A diretoria do Departamento de Urgência e Unidades de Pronto Atendimento informou que ele inalou muita fumaça, teve mãos queimadas e foi transferido para a Unidade de Terapia Intensiva (UTI) do Hospital Estadual (HE), onde permanece internado. 

 

O caso foi registrado na Central de Polícia Judiciária (CPJ) e as causas do incêndio serão investigadas pela Polícia Civil. 

 

Segundo o tenente do Corpo de Bombeiros José Freitas Junior, as altas temperaturas registradas durante esses dias não seriam uma das causas do incêndio e nem causariam maior propagação das chamas em caso de curto circuito. 

 

“O calor ambiente não  interfere na propagação do incêndio no imóvel, já que, para as chamas se alastrarem, é necessário um maior número de material, no caso cortinas, forros e móveis”, explicou.

 

Interdição e lamento após casos 

 

De acordo com o coordenador da Defesa Civil Álvaro de Brito, as duas residências ficaram parcialmente interditadas. “Fomos acionados e constatamos que, apesar dos danos que os incêndios provocaram,  as casas têm condições de serem recuperadas. Por isso estão parcialmente interditadas”, disse.

 

O proprietário do imóvel do Mary Dota lamenta o ocorrido. “Faz três meses que aluguei a casa para a vítima e outro rapaz. Lamento o que ocorreu e espero que o jovem se recupere”, disse Antônio de Almeida Aranha. 

 

Moradora põe fogo no próprio lar e afirma se chamar Jennifer Lopez

 

Uma moradora do Jardim Nicéia ateou fogo na própria residência, localizada na rua 3, por volta das 8h. Apesar dos danos causados no imóvel, ninguém ficou ferido.

 

De acordo com o tenente Victor Félix Tozi Bonfim, do Corpo de Bombeiros, o incêndio foi de médias proporções. “Chegamos ao local e constatamos que os moradores já tinham controlado as chamas.

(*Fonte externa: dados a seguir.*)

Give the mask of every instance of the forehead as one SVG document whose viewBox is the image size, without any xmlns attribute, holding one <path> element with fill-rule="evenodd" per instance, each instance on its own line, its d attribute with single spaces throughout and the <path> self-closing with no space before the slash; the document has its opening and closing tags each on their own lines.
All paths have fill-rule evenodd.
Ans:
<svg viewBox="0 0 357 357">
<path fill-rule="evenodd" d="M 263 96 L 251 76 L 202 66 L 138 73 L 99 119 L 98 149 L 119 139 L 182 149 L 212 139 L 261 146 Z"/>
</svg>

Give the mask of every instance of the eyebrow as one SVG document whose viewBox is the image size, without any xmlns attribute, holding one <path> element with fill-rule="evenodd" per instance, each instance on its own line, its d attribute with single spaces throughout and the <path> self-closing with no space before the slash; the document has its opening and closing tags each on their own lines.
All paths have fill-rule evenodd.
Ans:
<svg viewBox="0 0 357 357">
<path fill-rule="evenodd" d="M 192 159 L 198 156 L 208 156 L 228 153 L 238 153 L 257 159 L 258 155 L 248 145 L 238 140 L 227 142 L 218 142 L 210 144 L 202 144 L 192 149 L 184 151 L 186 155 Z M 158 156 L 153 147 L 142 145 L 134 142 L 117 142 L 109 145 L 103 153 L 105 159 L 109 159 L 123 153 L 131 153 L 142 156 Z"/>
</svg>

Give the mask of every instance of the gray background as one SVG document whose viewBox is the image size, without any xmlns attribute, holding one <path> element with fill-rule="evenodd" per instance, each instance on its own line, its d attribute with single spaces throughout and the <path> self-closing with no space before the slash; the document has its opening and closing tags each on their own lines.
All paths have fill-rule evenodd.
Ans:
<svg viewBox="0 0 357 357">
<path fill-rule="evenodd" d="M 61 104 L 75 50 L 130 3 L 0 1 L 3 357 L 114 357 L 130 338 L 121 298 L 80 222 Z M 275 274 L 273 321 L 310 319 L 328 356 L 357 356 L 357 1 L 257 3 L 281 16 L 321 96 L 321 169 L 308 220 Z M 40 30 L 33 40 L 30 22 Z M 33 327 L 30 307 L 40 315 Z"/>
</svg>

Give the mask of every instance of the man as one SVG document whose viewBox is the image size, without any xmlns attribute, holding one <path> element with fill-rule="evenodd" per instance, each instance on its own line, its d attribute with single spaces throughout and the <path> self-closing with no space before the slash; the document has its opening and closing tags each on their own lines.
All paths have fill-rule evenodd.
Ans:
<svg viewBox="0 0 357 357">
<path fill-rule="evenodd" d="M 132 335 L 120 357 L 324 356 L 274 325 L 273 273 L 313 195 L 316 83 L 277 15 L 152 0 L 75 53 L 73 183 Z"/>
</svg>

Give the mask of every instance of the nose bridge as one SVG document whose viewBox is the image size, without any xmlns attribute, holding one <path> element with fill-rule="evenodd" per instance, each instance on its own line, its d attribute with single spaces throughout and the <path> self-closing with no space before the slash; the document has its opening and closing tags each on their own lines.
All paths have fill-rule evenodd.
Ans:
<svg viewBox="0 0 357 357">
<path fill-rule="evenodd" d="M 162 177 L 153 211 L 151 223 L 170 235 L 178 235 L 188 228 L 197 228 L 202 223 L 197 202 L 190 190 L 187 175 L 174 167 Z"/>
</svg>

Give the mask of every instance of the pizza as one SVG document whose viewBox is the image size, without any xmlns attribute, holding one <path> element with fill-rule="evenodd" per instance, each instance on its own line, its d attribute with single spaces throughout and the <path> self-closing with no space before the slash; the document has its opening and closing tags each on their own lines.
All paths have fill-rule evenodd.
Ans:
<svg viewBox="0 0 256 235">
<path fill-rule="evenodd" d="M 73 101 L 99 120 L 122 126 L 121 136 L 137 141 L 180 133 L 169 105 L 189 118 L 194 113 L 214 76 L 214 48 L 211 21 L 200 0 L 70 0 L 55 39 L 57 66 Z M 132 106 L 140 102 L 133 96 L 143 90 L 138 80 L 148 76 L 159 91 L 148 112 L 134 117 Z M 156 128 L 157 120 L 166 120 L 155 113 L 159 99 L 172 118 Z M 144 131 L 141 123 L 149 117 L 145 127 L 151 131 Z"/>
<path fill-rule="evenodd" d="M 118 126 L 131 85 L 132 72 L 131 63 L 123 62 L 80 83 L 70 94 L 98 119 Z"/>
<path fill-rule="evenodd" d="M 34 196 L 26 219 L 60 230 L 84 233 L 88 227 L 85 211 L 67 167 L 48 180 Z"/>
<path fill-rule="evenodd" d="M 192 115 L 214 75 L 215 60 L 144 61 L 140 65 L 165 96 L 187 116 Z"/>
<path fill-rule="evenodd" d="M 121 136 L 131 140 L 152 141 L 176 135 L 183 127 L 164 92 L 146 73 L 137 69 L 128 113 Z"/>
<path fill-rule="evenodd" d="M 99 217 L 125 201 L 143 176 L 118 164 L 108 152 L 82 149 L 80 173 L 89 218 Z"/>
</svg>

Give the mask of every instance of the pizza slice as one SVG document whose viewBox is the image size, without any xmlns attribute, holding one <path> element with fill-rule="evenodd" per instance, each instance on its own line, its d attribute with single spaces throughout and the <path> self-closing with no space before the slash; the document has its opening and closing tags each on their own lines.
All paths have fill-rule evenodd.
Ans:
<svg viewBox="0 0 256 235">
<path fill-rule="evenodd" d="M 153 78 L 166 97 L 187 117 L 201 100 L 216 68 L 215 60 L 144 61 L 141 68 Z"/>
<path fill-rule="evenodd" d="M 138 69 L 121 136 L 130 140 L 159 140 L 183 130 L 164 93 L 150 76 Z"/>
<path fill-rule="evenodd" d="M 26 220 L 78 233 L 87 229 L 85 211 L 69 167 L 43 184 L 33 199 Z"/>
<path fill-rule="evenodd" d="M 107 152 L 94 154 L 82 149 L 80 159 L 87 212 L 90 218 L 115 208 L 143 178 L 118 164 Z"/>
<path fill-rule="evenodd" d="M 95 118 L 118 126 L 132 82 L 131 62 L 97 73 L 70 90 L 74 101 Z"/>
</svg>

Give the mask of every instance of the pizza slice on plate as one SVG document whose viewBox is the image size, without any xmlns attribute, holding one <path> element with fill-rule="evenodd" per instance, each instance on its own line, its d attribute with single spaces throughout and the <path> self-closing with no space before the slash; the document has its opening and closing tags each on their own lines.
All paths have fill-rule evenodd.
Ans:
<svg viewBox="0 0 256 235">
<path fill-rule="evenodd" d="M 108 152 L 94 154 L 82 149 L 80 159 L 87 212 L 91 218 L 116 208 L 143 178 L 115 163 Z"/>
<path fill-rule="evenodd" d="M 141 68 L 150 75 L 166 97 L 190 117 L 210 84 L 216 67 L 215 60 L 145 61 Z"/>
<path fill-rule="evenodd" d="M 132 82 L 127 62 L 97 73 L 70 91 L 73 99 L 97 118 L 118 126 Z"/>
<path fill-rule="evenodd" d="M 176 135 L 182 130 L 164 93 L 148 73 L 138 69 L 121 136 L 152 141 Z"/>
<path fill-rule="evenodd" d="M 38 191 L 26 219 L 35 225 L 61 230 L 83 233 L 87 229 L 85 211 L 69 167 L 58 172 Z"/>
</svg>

Fizemos o rescaldo do incêndio, que destruiu a sala, o quarto e parte da cozinha”, disse.

 

Ainda de acordo com o tenente, a mulher que ateou fogo estaria passando por problemas emocionais. 

 

Uma equipe policial foi acionada pelos vizinhos que, de acordo com a Polícia Militar, informaram que a moradora também teria ameaçado queimar as casas vizinhas. 

 

A mulher, que aparentava confusão mental, foi encaminhada para a Central de Polícia Judiciária (CPJ), onde chegou a afirmar aos militares que havia ateado fogo por amor, além de dizer que seu nome era Jennifer Lopez (como da cantora norte-americana). A moradora foi ouvida e, em seguida, liberada.